Pour une fois, nous sommes arrêtés tous ensemble. Pendant une période indéterminée. Ces longues journées à regarder passer le temps, dans l’attente d’une sortie de crise, ressemblent étrangement à celles de nos ancêtres isolés dans leur campagne, ou leur petit village de montagne, ne pouvant parler à personne d’autres que leurs proches, à cette différence près que nous autres pouvons communiquer avec le monde entier via les réseaux, tant qu’ils tiennent le coup. C’est un moment idéal pour apprendre à gérer le stress au lieu de le développer. Certains vont pouvoir réfléchir à la futilité de leur vie, à l’inanité de leurs conditions de travail, d’autres peineront à y retourner. Nous ne ressortirons plus les mêmes de cette crise.

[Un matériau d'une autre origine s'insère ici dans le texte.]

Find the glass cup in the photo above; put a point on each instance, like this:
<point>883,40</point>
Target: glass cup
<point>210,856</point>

En ces temps de confinement qui voient ressurgir les spectres du stress et de l’angoisse, nous les confinés –contrairement aux équipes soignantes, tous ces courageux auxquels nous rendons hommage, et ceux qui travaillent encore pour que nous puissions continuer à nous alimenter tout simplement– nous allons vivre avec plus ou moins de facilité suivant que nous serons capable de faire face à notre solitude, à la confrontation avec nous-même ou à l’obligation de supporter nos proches H24. Il convient de garder à l’esprit que ce que nous vivons sera un moyen de transformer nos habitudes de vie, de réfléchir sur nos vies pressées, conditionnées, contraintes. Je sais bien que le rapport au temps, à la mort, à la solitude n’est pas le même pour tous et qu’il y a des gens qui sont plus à l’aise avec cette cohabitation que d’autres, que pour certains cette solitude subie sera vécue comme une épreuve difficile. Mais dans chaque épreuve il convient de cesser de lutter, c’est le moment ou jamais.
Ce temps de repli que certains expérimentent réellement pour la première fois (pour d’autres comme tous les malades chroniques depuis plus longtemps), ce temps est un temps qui devrait nous être propice à une introspection sur la vanité de nos vies, un retour sur nos mauvaises habitudes et conditionnements, et nos lâchetés. Devrait… Au moins pour quelques-uns, espérons une majorité.
Ces solutions glanées au fil de mes années d’errance médicale, trouvées et expérimentées au fil du temps, m’ont permis de regagner chaque jour un peu plus de confiance en moi et surtout elles m’ont conduite à la découverte de ce trésor logé au fond de moi et que j’avais ignoré. La compréhension de l’intérieur. Faites tout le contraire de ce que vous avez fait jusqu’à présent. Restez assis dans le silence. Vivez en harmonie avec vous-mêmes, avec votre trésor intérieur. Ne négligez aucune étincelle de bonheur que porte votre émerveillement, pour la nature, pour les êtres qui vous entourent et vous sont chers. Cultivez le calme, la joie pour retrouver cette santé à laquelle vous aspirez. Sortez de l’enfermement dans lesquelles vos peurs vous ont cantonné.e. Oui l’enfermement ! Vous étiez déjà prisonnier ! Vivez au présent.
Organisez le chaos en vous.
C’est par le chaos qui est nous que nous enjamberons le chaos.